When to see a doctor?
  • Seek immediate medical care if you or someone in your family or even your colleague has meningitis symptoms, you may need to get vaccine to prevent infection. 
Complications:
If not treated quickly, meningitis can cause life-threatening blood poisoning and resulting in permanent damage to the brain or nerves, the most common complications include:
  • ​Death.
  • Hearing loss.
  • Memory and concentration difficulty.
  • Learning disabilities.
  • Gait problems.
  • Seizures.
  • Kidney problems. 
    Diagnosis:
  • ​Medical history.
  • Clinical examination.
  • Laboratory tests: blood culture, spinal tap (lumbar puncture).
  • CT scan.
Treatment: 
The treatment depends on the type of meningitis:
  • ​Viral meningitis: It cannot be treated with antibiotics, usually disappears without medical intervention through resting, drinking fluids and using painkillers. Doctor may prescribe steroids to relieve swelling of the brain membranes or anti-epileptic medications to control seizures.
  • Bacterial meningitis: It can be treated with intravenous antibiotics and steroidal anti-inflammatory drugs, and drugs vary according to the type of bacteria. 
The doctor may suck fluids, in addition to other treatments including:
  • ​Supplying fluids through veins to avoid dehydration.
  • He may use antivirals (treatment depends on body's resistance), and antifungals as per the cause of meningitis. 

Prevention: 
  • ​Vaccination against bacterial meningitis.
  • Washing hands properly.
  • Maintain good hygiene, don't share cups, toothbrushes and other things with anyone else.
  • Improve your immune system by following healthy behaviors such as eating healthy diet and exercising regularly.
  • When you need to sneeze, be sure to cover your mouth and nose.
  • Provide preventive treatment for those coming from infected areas or have been in contact with meningitis patients. 
    Frequently Asked Questions (FAQs):
  • Is it safe to vaccinate pregnant woman against meningitis at the first weeks of her pregnancy?
There is no data on this matter. It is advised not to vaccinate the pregnant women and compensate for this by taking preventive treatment when going to infected areas or Hajj and Umrah.
  • Is there any link between smoking and meningitis?
There is no direct relationship between them, however pneumonitis caused by smoking may develop to meningitis.  

Misconceptions:
  • Meningitis is a mild form of disease?
Fact: Although it is not life-threatening, meningitis can cause permanent problems such as headaches and memory loss.
  • Meningitis cannot be treated.
Fact: There is no cure for viruses, treatment is based on supplying the body with fluids.
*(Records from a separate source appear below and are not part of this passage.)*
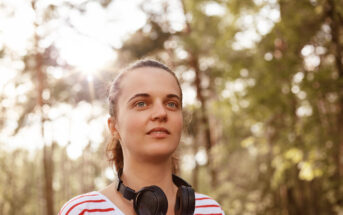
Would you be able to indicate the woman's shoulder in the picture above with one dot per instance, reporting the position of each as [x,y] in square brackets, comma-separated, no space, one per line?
[207,205]
[86,203]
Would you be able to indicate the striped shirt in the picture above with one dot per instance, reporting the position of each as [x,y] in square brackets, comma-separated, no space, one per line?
[95,203]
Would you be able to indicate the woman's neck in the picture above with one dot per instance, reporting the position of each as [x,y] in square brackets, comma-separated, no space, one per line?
[137,174]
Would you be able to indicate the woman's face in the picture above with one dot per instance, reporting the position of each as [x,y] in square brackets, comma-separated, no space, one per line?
[149,117]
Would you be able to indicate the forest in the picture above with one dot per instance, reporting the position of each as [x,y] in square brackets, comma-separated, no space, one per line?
[263,98]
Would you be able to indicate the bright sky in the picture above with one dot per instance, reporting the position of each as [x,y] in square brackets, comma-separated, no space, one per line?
[88,49]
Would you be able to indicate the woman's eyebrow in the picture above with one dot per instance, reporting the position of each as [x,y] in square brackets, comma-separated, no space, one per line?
[139,95]
[173,96]
[146,95]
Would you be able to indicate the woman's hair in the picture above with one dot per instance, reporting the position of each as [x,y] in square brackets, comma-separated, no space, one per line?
[114,150]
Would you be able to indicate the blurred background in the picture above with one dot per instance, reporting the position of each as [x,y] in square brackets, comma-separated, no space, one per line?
[263,99]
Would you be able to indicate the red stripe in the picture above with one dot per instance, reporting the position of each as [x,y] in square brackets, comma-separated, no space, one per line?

  • Only newborns get meningitis.
Fact; No, it can affect anyone.
  • ​Babies with meningitis are not advised to get vaccine. 
Fact: No, for several reasons:
  1. ​There are many types and causes of meningitis, as well as many vaccines (including three types in the vaccination table in the Kingdom), having one type does not prevent infection with the other.
  2. The same type of meningitis can occur again as there is no natural immunity (i.e. the after-effect immunity lasts for only few years).